Dáil debates
Tuesday, 11 November 2014
Nursing Home Support Scheme: Motion [Private Members]
8:55 pm
Patrick O'Donovan (Limerick, Fine Gael) | Oireachtas source
-----when it talks about what it is going to do now with its 19 seats.
One of the points missed in this motion is that care of the elderly is multifaceted. It includes public, community-based facilities, private nursing homes, community-based facilities owned by the voluntary sector and the home-based services. I have raised before with the Minister of State and her predecessor the amount of money paid year in year out to the private home care packages. I feel strongly about this issue. The person coming into one’s home is paid €9 an hour but a company is charging the HSE €27 an hour. That is a huge discrepancy. We are only waiting for another “Prime Time” programme investigating private home care providers and the disparities between them. Some are excellent and some are hopelessly inadequate. I implore the Minister of State in respect of the HSE service plan, which is included in the programme for Government, to consider that issue as a matter of urgency to ensure that the remit of HIQA is extended into the private home care provision sector and where possible it is used only as a last resort. I have seen it in my own home. The Law Reform Commission brought forward proposals on legislation.
There are challenges in each area. I commend those in the community and voluntary sector who have done much, particularly in the community hospital network. Many of our community hospitals are old union and county homes and in many cases old workhouses. I cite the example of St. Ita’s Hospital in Newcastle West which has been revamped by the community. The friends of the hospital have put it far ahead of the HIQA requirements for 2015.

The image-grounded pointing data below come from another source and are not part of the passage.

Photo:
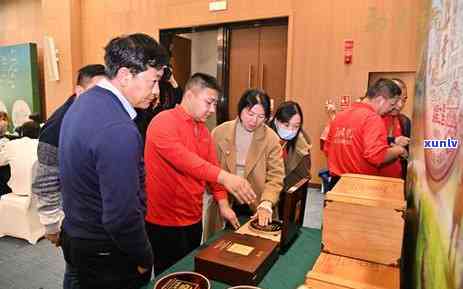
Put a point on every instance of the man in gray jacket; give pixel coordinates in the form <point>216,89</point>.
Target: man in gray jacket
<point>46,185</point>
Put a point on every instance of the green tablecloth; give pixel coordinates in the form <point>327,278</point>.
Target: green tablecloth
<point>288,272</point>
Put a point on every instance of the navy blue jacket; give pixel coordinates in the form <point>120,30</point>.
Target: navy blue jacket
<point>102,175</point>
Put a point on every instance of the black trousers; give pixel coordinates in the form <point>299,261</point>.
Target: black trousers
<point>171,244</point>
<point>100,264</point>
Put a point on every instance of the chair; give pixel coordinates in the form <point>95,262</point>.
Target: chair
<point>18,210</point>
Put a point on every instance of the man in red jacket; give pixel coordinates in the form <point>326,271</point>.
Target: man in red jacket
<point>180,161</point>
<point>357,140</point>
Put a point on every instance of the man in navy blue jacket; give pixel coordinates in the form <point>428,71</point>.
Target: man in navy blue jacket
<point>102,172</point>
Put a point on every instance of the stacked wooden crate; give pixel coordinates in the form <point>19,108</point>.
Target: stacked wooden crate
<point>362,234</point>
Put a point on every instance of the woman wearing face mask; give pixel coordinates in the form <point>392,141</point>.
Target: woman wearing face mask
<point>247,147</point>
<point>287,123</point>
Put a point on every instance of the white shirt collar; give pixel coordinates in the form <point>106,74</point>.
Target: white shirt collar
<point>104,83</point>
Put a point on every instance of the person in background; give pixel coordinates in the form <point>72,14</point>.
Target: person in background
<point>102,171</point>
<point>167,95</point>
<point>249,148</point>
<point>34,126</point>
<point>330,109</point>
<point>21,154</point>
<point>5,170</point>
<point>181,162</point>
<point>46,185</point>
<point>398,132</point>
<point>287,123</point>
<point>357,139</point>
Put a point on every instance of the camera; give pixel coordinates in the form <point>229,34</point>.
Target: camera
<point>167,73</point>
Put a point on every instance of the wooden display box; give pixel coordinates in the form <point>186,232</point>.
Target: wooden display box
<point>363,219</point>
<point>291,210</point>
<point>337,272</point>
<point>237,259</point>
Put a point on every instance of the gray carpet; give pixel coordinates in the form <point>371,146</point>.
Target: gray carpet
<point>26,266</point>
<point>41,266</point>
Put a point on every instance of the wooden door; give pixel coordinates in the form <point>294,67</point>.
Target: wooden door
<point>244,54</point>
<point>257,60</point>
<point>181,59</point>
<point>272,62</point>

There is a looming time bomb within the Department for the other community hospitals around the country that will need to come up to HIQA standards. I urge the Minister of State's Cabinet colleagues to examine the capital programme as a matter of urgency. I invite the Minister of State to visit Dromcollogher and district respite centre in my constituency, which is unique in Ireland in the provision of short-term respite care. Many of her constituents from Cork North-Central and the adjoining constituencies of Cork East and Cork North-West avail of its services through Mallow General Hospital. If such services were not provided, there would be more bed-blockers, or elderly people who cannot be released from general hospitals because there is nowhere for them to go. I think there should be more of these centres, rather than fewer of them. A legislative framework should be put in place to cover them. That, in turn, should be adequately reflected in section 38 and 39 service level agreements.
There are challenges. It is not acceptable for elderly people to have to wait 15 weeks. In many cases, they are left in acute general hospitals because their family members cannot look after them or because they have no family. A neighbour might apply for the fair deal in some cases. While the system is not perfect at the moment, I think it is as good as it can be for the budget that is available. That is why it behoves all of us to make sure the budget is adequate. If the Minister of State will be looking for efficiencies, as I believe she will, she should examine the private care providers that are contracted to the Department of Health and are charging an average of €27 an hour, in some cases, while paying their staff €9 an hour. The efficiencies that are to be made in that regard can be put back into the fair deal scheme. I think that is the first place the look. I ask for that to be done.
It is very hard to listen to the proposers of this motion. I think there is a willingness on behalf of the Minister of State. She has not run away from this issue. She has not buried her head in the sand. This will not be fixed overnight. People who look after elderly people at home are lying awake at night wondering what will happen to them. They are concerned about the day when they will be unable to put those they look after on the toilet, or change their incontinence pads. They worry that a catheter or a hoist will have to come when they become physically incapable of doing certain tasks. Those people are looking at this debate and wondering whether a solution will be found to assist them. That is all they are interested in. They are not really interested in the politicking of it. They want to know whether beds will be available for their loved ones when they are taken out of regional or general hospitals like those in Limerick and Mallow and have to go into nursing homes. They want to be reassured that their loved ones will be looked after and allowed to die with dignity. For too long, our elderly people have been allowed to die undignified deaths in many cases. We need to correct that wrong.